HumanInTheLoopMiddleware
Pauses tool execution to request human approval before proceeding. Use this when certain tool calls (e.g., database writes, payments, deployments) require human oversight.
Constructor
There are two constructors depending on the scope of approval:
use synaptic::middleware::HumanInTheLoopMiddleware;
// Require approval for ALL tool calls
let mw = HumanInTheLoopMiddleware::new(callback);
// Require approval only for specific tools
let mw = HumanInTheLoopMiddleware::for_tools(
callback,
vec!["delete_record".to_string(), "send_email".to_string()],
);
ApprovalCallback Trait
You must implement the ApprovalCallback trait to define how approval is obtained:
use synaptic::middleware::ApprovalCallback;
struct CliApproval;
#[async_trait]
impl ApprovalCallback for CliApproval {
async fn approve(&self, tool_name: &str, arguments: &Value) -> Result<bool, SynapticError> {
println!("Tool '{}' wants to run with args: {}", tool_name, arguments);
println!("Approve? (y/n)");
// Read user input and return true/false
Ok(true)
}
}
Return Ok(true) to approve, Ok(false) to reject (the model receives a rejection message), or Err(...) to abort the entire agent run.
Usage with create_agent
use std::sync::Arc;
use synaptic::graph::{create_agent, AgentOptions};
use synaptic::middleware::HumanInTheLoopMiddleware;
let approval = Arc::new(CliApproval);
let hitl = HumanInTheLoopMiddleware::for_tools(
approval,
vec!["delete_record".to_string()],
);
let options = AgentOptions {
middleware: vec![Arc::new(hitl)],
..Default::default()
};
let graph = create_agent(model, tools, options)?;
How It Works
- Lifecycle hook:
wrap_tool_call - When a tool call arrives, the middleware checks whether it requires approval:
- If constructed with
new(), all tools require approval. - If constructed with
for_tools(), only the named tools require approval.
- If constructed with
- For tools that require approval, it calls
callback.approve(tool_name, arguments). - If approved (
true), the tool call proceeds normally vianext.call(request). - If rejected (
false), the middleware returns aValue::Stringmessage saying the call was rejected. This message is fed back to the model as the tool result, allowing it to adjust its plan.
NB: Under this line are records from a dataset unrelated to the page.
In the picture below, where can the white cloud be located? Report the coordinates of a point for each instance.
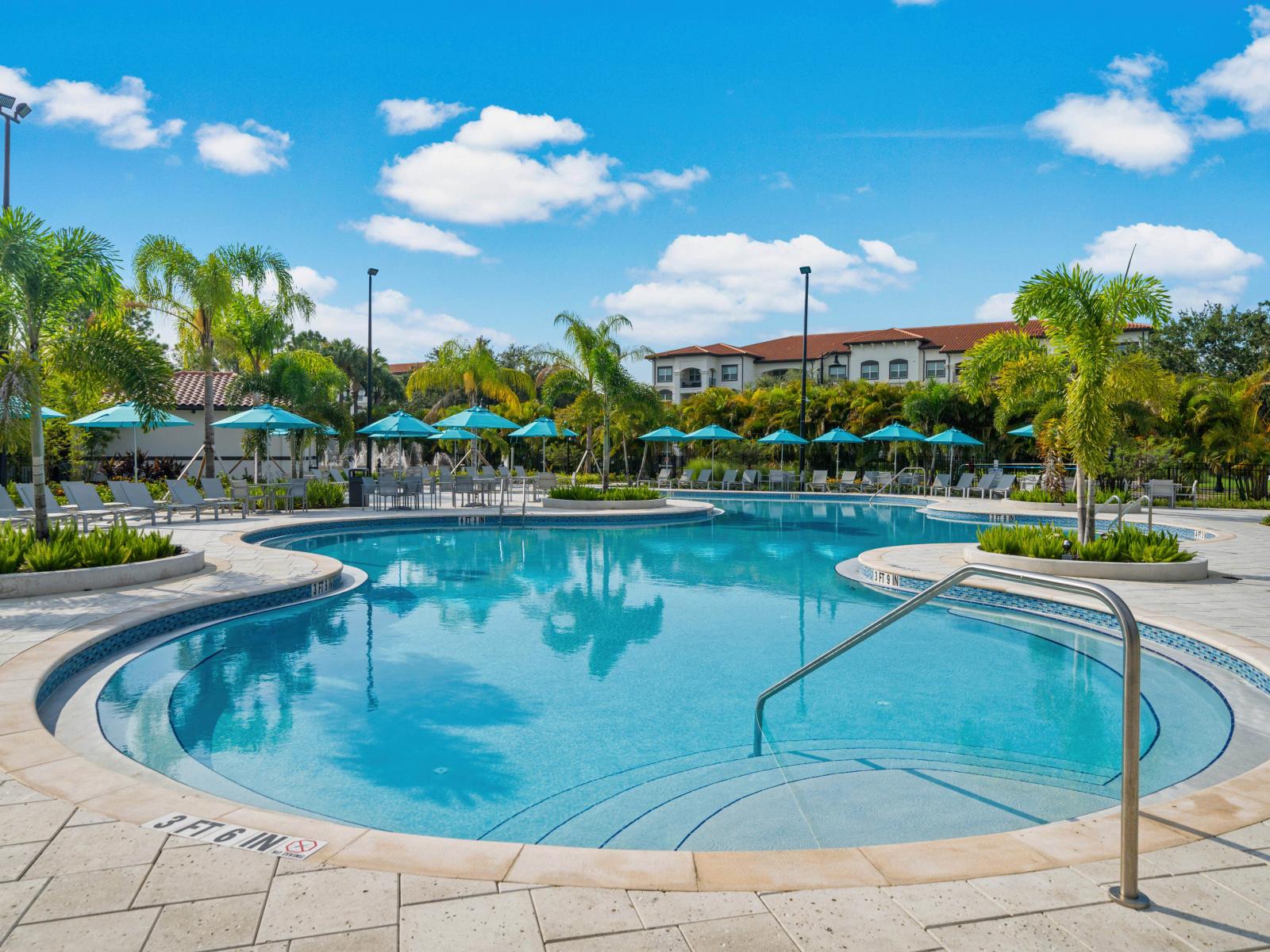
(886, 257)
(120, 116)
(406, 116)
(507, 129)
(1244, 79)
(1197, 263)
(996, 308)
(705, 286)
(1128, 131)
(247, 150)
(483, 175)
(413, 235)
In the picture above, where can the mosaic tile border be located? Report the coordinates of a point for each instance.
(1090, 619)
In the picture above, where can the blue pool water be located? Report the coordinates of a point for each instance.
(595, 687)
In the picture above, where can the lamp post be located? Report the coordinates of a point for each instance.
(12, 111)
(802, 408)
(370, 361)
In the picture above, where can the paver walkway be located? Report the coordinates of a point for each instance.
(73, 880)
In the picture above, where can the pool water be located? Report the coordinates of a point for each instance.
(596, 685)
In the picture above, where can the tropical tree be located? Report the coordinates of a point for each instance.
(59, 294)
(1083, 317)
(470, 372)
(196, 292)
(595, 367)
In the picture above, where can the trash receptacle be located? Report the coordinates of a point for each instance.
(355, 488)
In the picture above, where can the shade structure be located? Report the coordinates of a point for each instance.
(952, 438)
(837, 436)
(714, 433)
(125, 416)
(267, 416)
(783, 438)
(895, 433)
Example: Selective Approval with Logging
struct AuditApproval {
auto_approve: HashSet<String>,
}
#[async_trait]
impl ApprovalCallback for AuditApproval {
async fn approve(&self, tool_name: &str, arguments: &Value) -> Result<bool, SynapticError> {
if self.auto_approve.contains(tool_name) {
tracing::info!("Auto-approved: {}", tool_name);
return Ok(true);
}
tracing::warn!("Requires manual approval: {} with {:?}", tool_name, arguments);
// In production, this could send a Slack message, webhook, etc.
Ok(false) // reject by default until approved
}
}
This pattern lets you auto-approve safe operations while gating dangerous ones.